Ad Age reports on privacy questions over advertisers mixing online and offline data about consumers in order to improve targeted behavioral advertising. (Earlier this month, Wall Street Journal reports on a plan by consumer-research firm Nielsen and digital-marketing firm eXelat to merge online and offline data in order to create more detailed profiles of consumers for targeted behavioral advertising. Last month, the Financial Times reported on a new deal in the United Kingdom between Yahoo search engine and Nectar, a loyalty-card company, that would link online ads to individuals’ offline purchases, raising privacy questions.) Ad Age reports:
The latest frontier for marketers is taking offline data such as income, credit rating, home value, savings, past purchases, number of children living at home and other data, and merging that with the blooming online data stream.

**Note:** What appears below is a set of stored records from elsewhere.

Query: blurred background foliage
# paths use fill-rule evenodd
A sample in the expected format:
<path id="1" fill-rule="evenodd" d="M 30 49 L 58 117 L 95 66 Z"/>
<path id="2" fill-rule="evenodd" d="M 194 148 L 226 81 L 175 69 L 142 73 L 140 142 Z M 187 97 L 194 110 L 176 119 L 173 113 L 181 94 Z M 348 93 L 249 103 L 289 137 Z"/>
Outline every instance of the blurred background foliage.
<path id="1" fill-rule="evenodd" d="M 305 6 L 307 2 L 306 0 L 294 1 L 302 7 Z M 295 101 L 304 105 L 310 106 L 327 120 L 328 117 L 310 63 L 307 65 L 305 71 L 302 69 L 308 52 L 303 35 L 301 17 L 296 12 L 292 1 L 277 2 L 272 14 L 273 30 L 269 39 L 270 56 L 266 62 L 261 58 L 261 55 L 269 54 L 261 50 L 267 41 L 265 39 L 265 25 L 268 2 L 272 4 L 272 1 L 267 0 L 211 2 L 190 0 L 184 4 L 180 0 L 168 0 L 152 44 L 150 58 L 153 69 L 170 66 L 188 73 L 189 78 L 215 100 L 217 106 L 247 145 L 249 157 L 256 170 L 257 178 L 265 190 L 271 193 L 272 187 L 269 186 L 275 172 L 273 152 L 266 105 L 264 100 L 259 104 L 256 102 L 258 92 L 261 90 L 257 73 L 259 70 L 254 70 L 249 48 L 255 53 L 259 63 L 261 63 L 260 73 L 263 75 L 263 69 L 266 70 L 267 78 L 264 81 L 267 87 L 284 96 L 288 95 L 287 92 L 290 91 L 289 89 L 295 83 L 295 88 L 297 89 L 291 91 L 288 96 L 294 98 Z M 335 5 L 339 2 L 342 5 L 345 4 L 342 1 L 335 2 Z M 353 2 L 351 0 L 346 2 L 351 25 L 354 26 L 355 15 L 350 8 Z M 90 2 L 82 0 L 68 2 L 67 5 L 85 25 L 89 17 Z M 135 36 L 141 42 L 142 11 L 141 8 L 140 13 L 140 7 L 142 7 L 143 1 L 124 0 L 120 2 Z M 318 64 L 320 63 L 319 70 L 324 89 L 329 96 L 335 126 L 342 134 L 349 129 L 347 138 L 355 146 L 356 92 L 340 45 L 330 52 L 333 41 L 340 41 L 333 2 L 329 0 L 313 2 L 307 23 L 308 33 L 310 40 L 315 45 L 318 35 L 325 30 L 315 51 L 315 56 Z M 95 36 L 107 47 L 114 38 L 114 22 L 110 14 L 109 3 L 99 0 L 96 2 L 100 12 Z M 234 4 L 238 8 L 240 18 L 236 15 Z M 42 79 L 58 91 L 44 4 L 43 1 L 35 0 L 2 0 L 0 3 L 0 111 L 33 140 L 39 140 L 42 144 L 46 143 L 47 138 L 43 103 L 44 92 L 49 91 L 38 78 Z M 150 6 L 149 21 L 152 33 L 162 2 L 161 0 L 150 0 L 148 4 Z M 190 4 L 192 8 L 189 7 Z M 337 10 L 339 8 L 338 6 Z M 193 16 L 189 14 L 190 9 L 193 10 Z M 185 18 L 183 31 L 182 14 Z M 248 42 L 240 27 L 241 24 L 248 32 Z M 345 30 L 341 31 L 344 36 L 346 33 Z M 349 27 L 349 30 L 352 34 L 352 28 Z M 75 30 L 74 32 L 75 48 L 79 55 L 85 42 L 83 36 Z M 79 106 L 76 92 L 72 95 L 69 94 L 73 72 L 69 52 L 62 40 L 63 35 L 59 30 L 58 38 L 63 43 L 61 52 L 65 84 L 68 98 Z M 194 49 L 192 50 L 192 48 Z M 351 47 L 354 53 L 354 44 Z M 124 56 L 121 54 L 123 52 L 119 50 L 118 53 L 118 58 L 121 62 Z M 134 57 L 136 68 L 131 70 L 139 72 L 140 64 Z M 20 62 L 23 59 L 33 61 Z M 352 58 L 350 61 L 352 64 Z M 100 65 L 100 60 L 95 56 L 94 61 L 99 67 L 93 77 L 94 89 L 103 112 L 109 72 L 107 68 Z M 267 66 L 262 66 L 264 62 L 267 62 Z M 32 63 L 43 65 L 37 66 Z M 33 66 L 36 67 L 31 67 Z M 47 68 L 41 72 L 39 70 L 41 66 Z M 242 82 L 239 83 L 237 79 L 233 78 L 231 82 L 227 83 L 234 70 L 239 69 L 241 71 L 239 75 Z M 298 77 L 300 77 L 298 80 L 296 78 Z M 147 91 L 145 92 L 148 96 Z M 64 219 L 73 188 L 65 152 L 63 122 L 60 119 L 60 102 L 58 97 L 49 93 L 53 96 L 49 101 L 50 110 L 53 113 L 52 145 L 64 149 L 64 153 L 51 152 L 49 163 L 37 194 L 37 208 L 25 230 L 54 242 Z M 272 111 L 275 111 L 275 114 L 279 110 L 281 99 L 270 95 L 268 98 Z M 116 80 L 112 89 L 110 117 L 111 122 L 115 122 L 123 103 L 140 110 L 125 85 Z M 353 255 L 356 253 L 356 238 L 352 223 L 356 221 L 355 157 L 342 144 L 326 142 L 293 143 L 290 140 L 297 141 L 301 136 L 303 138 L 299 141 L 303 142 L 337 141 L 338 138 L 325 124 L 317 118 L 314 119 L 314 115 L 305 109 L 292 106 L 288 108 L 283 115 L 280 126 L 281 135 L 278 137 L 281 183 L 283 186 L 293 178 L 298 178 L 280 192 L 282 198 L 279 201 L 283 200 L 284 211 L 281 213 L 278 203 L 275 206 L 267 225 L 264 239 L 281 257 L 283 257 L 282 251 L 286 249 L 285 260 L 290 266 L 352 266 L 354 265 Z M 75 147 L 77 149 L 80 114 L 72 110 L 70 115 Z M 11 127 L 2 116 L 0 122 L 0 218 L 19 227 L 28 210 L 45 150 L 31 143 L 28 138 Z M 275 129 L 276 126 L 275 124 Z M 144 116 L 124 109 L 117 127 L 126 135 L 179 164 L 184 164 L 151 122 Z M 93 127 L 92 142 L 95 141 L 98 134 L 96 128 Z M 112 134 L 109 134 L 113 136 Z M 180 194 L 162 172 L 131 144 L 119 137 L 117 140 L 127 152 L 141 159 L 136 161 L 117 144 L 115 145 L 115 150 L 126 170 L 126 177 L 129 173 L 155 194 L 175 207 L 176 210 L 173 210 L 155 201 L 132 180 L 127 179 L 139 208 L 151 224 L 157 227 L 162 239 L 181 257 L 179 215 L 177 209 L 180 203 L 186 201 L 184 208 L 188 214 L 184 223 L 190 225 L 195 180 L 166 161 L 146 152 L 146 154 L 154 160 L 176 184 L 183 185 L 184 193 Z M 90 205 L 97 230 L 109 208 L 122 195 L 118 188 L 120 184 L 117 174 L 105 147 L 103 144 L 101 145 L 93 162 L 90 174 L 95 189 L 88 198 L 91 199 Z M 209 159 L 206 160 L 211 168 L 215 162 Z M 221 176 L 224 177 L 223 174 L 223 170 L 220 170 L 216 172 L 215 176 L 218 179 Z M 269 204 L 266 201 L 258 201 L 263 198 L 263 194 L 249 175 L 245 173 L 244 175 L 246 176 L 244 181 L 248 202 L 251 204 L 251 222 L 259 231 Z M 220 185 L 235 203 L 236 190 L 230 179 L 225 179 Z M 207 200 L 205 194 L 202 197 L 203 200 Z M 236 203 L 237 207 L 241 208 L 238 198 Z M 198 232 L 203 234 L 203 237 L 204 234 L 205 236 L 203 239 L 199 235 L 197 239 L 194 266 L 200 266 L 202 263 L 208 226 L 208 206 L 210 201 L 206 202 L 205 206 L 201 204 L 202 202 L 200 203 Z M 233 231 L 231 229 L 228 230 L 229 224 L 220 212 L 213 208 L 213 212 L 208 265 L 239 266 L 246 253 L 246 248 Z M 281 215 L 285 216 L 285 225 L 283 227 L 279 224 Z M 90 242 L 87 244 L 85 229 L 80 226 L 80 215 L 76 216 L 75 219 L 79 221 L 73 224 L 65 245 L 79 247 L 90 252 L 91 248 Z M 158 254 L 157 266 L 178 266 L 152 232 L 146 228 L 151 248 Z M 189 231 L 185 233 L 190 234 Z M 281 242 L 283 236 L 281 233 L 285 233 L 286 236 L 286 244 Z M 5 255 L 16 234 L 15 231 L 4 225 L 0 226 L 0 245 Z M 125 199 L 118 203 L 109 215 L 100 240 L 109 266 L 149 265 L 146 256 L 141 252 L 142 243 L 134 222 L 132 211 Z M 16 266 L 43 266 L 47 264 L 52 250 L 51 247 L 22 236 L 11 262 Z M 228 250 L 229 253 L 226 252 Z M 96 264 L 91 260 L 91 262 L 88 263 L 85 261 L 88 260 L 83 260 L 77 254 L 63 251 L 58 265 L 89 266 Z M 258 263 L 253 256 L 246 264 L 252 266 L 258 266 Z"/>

The offline data — including extremely sensitive, personally identifiable information — has been used by the direct-marketing industry for decades. But only recently have marketers begun to connect that trove to online behavior. The resulting picture is revolutionary for marketers, but could trigger a rude awakening in the form of regulation now being considered by Congress.
One example: three-year-old data firm Aperture, a division of Datran Media, which pulls data from offline giants like Experian, Acxiom, and Nielsen’s Claritas to form detailed portraits of individuals on the web, and then combines that with Datran’s massive database of e-mail addresses. The difference between what Aperture is doing and others is that each cookie does represent a real consumer, albeit without personally identifiable information stripped out. Those consumers are thrown into “buckets,” say, men earning $40,000 to $50,000, or other demographics useful for marketers. […]
But online-data collection is getting some scrutiny from privacy advocates, the media and the Federal Trade Commission. Last week the Wall Street Journal profiled eXelate, an Israeli firm that operates an exchange for data culled from online and offline sources. The company announced a deal with Nielsen’s Claritas, which gives them data from 115 million American households.